Maybe I'm just misunderstanding the wording and functions, but I'm not worried about how this stuff actually functions in the back end, only about how to make this act the way I want. I hope that's clear.

Do you use Cubase yourself?


----------



## gregh (Oct 22, 2018)

Paul Cardon said:


> Do you use Cubase yourself?



no, I use Reaper, I only posted because you mentioned Reaper and it seemed to me you were confused about the mechanics of resampling in Reaper so might be searching for a solution in Cubase using the wrong terms. 
To summarise what I would do if cubase does not resample and keep pitch when importing - I would use a 96kHz project setting so there was no resampling, then use time stretching and pitch shifting. I think that will be easier


----------



## Paul Cardon (Oct 22, 2018)

gregh said:


> no, I use Reaper, I only posted because you mentioned Reaper and it seemed to me you were confused about the mechanics of resampling in Reaper so might be searching for a solution in Cubase using the wrong terms.
> To summarise what I would do if cubase does not resample and keep pitch when importing - I would use a 96kHz project setting so there was no resampling, then use time stretching and pitch shifting. I think that will be easier



It isn't just about 96khz -> 48khz, it's about any sample rate conformity. I have music and sound effect clips that are in all sorts of sample rates, and for a while I've been enabling a function in Cubase that automatically offline resamples all audio outside the project's set rate, but I lose fidelity and flexibility in both directions and my project folder's disk space goes nuts.


----------



## gregh (Oct 22, 2018)

Paul Cardon said:


> It isn't just about 96khz -> 48khz, it's about any sample rate conformity. I have music and sound effect clips that are in all sorts of sample rates, and for a while I've been enabling a function in Cubase that automatically offline resamples all audio outside the project's set rate, but I lose fidelity and flexibility in both directions and my project folder's disk space goes nuts.

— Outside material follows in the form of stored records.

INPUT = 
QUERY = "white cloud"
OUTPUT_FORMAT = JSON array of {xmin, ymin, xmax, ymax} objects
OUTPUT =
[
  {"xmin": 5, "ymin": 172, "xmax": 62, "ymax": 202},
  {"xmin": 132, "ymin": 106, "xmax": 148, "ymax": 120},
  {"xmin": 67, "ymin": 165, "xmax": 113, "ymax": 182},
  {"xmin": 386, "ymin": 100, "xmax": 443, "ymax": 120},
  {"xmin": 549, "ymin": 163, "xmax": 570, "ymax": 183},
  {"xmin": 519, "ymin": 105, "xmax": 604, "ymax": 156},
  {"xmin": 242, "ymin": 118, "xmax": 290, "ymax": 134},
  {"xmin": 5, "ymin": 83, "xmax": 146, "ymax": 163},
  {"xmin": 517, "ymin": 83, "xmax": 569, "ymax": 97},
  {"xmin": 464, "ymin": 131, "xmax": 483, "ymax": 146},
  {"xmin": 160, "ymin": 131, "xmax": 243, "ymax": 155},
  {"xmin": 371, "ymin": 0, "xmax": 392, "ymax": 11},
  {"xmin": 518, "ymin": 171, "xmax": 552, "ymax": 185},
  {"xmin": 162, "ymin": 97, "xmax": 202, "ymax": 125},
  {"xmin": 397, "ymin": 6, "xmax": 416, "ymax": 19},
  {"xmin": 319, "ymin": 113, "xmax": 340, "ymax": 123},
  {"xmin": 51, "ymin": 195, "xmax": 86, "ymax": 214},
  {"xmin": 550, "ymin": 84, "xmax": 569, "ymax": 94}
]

well as I say - if you have a 96kHz file it will have audio up to 48kHz (approx) ie way higher than we can hear. If you resample that file to 48kHz the first thing the software will do is low pass filter the 96kHz file so that there is no information above 24kHz (approx). It will not bring that high frequency information into audible range, it will discard it.


----------



## Paul Cardon (Oct 22, 2018)

gregh said:


> well as I say - if you have a 96kHz file it will have audio up to 48kHz (approx) ie way higher than we can hear. If you resample that file to 48kHz the first thing the software will do is low pass filter the 96kHz file so that there is no information above 24kHz (approx). It will not bring that high frequency information into audible range, it will discard it.



Yeah I get that.


----------



## JamieLang (Oct 25, 2018)

Maybe I'm confused by the confusion. I import/export from Cubase at different sample rates all day-as someone who avoids work at single rate like the plague. When you import a file it ASKS YOU in a single dialogue:

1- do you want to copy to the project folder
2- do you want to change the sample rate from 44.1 to 88.2 (or bit rate from 16 ro 24)
3- do you want to split stereo files into mono

And the options for #2 are contextual based on the project and the file you're trying to import, and are greyed out if what you're importing already matches.

I may not have the wording exact...but...this has nothing to do with musical mode and the various timestretch algorithms. If you want to do THAT...in addition...you would set that up in the "audio pool" AFTER it's imported and converted to the session rate.


EDIT

I've reread. It needs to convert. Always--and I'll stop using it if it doesn't. Real time resampling is the quality killer--not offline.


----------



## Paul Cardon (Oct 25, 2018)

JamieLang said:


> Maybe I'm confused by the confusion. I import/export from Cubase at different sample rates all day-as someone who avoids work at single rate like the plague. When you import a file it ASKS YOU in a single dialogue:
> 
> 1- do you want to copy to the project folder
> 2- do you want to change the sample rate from 44.1 to 88.2 (or bit rate from 16 ro 24)
> ...



Oh yes, I'm aware of all of that. What I'm asking about is the ability to import a file who's sample rate doesn't match the project rate without converting, and then easily conforming that imported files playback to it's intended speed.

i.e., if my project rate is 48khz and I import a 96khz file without converting, it will play back at half speed by default. However, if I set the timestretch algorithm to "elastique Pro - Tape" and time stretch the file to half it's original length, it is now playing back at the proper speed and pitch using a simple Tape-style resampling algorithm. I've played with this. It sounds just fine. Now this is not too hard to do, but things become instantly more difficult when you're dealing with sample rate ratios containing non-integer ratios.

What I'm saying is that there are many other DAWs nowadays (Ableton, Reaper, Studio One, etc.) that allow you to import files of all sorts of sample rates and they never require offline destructive resampling to get them to the proper playback speed. They just resample and filter them to the project rate in real time so that later manipulation is possible because it's all non-destructive and done at playback.

You can kind of get this behavior in Cubase by doing the timestretching method above, but I'm wondering if anyone's found a way to make this more feasable/efficient, especially at sample rate ratios that aren't clean numbers, like 96khz -> 44.1khz (~2.177:1)


----------